On March 10, 2023, Unique Logistics International, Inc. entered into a financing agreement (the “ Financing Agreement,” capitalized terms used but not otherwise defined herein have the same definitions given to such terms in the Financing Agreement) and related fee letter (“ Fee Letter”) as borrower with certain of its subsidiaries party thereto as guarantors, the lenders party thereto, CB Agent Services LLC, as origination agent, and Alter Domus (US) LLC, as collateral agent and administrative agent. The Financing Agreement provides for an initial senior secured term loan in a principal amount of $4,210,526.32 and a delayed draft term loan in an aggregate principal amount of up to $14,789,473.68. The proceeds of such term loans may be used to (i) pay fees and expenses related to entering into the Financing Agreement and the related transaction documents and the acquisitions of those certain entities contemplated by that certain Stock Purchase Agreement between the Company and seller thereunder (the “Seller”) and those separate certain Share Sale and Purchase Agreements, as previously reported on the Company's Current Report on Form 8-K filed on February 27, 2023 (the “ Acquisitions”), (ii) redeem certain of the notes issued to the Seller in connection with the Acquisition, and (iii) pay fees and expenses related of the transactions contemplated by that certain Agreement and Plan of Merger, dated as of December 18, 2022, by and among Edify Acquisition Corp., a Delaware corporation, Edify Merger Sub, Inc., a Nevada corporation, and the Company, as previously reported on the Company's Current Report on Form 8-K filed on December 19, 2022.

The Company's obligations under the Financing Agreement are or will be guaranteed by certain of its domestic subsidiaries as set forth in the Financing Agreement. Such obligations, including the guarantees, are secured by substantially all of the personal property of the Company and the subsidiary guarantors, pursuant to a security agreement (“ Security Agreement”), dated March 10, 2023. Each term loan under the Financing Agreement shall be, at the option of the Company, either a Base Rate Loan or a SOFR Loan.

Base Rate Loans shall bear interest at a rate per annum equal to the Base Rate plus 9.00% per annum.

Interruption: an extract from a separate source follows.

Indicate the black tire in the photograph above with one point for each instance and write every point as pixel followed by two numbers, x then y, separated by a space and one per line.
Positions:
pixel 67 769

SOFR Loans shall bear interest at a rate per annum equal to Adjusted Term SOFR plus 10.00% per annum. Under certain circumstances, a default interest rate will apply on all obligations during the existence of an event of default under the Financing Agreement at a per annum rate equal to 3.00% above the interest rate otherwise applicable to such obligations.

The Financing Agreement requires that the Loan Parties and their subsidiaries make certain mandatory prepayments (“ Mandatory Prepayments”) including paying a certain percentage of Excess Cash Flow and the proceeds of Extraordinary Receipts. Any Mandatory Prepayments or repayment in full of the term loans will be subject to early termination fees in an amount equal to (a) a make-whole amount equal to (a) 1.35 times the aggregate original principal amount of the term loans funded under the Financing Agreement minus (b) the sum of (i) any interest paid to the Financing Agreement plus (ii) any Upfront Fees equal to 5.00% the amount of proceeds of Loans under the Agreement, Agency Fees, and Exit Fees equal to 5.00% of the aggregate original principal amount of the term loans paid pursuant to the Loan Documents, plus (iii) any principal amounts of the term loans paid as of the date of such prepayment or repayment. No make-whole amount will be owing or payable by the Company in respect of optional prepayment on or prior to the date that is nine (9) months following the effective date of the Financing Agreement.

The Financing Agreement contains customary representations, warranties, events of default and covenants by the Loan Parties and their subsidiaries, subject to customary materiality, material adverse effect and knowledge qualifiers. The Financing Agreement also contains (a) certain affirmative covenants that impose certain reporting obligations on the Loan Parties and their subsidiaries, (b) certain negative covenants that generally limit, subject to various exceptions, the Loan Parties and their subsidiaries from taking certain actions, including, without limitation, incurring indebtedness, making investments, incurring liens, paying dividends and engaging in mergers and consolidations, sale and leasebacks and asset dispositions, and (c) financial maintenance covenants in the form of a maximum leverage ratio and minimum liquidity. Obligations under the Financing Agreement may be declared due and payable upon the occurrence and during the continuance of customary events of default.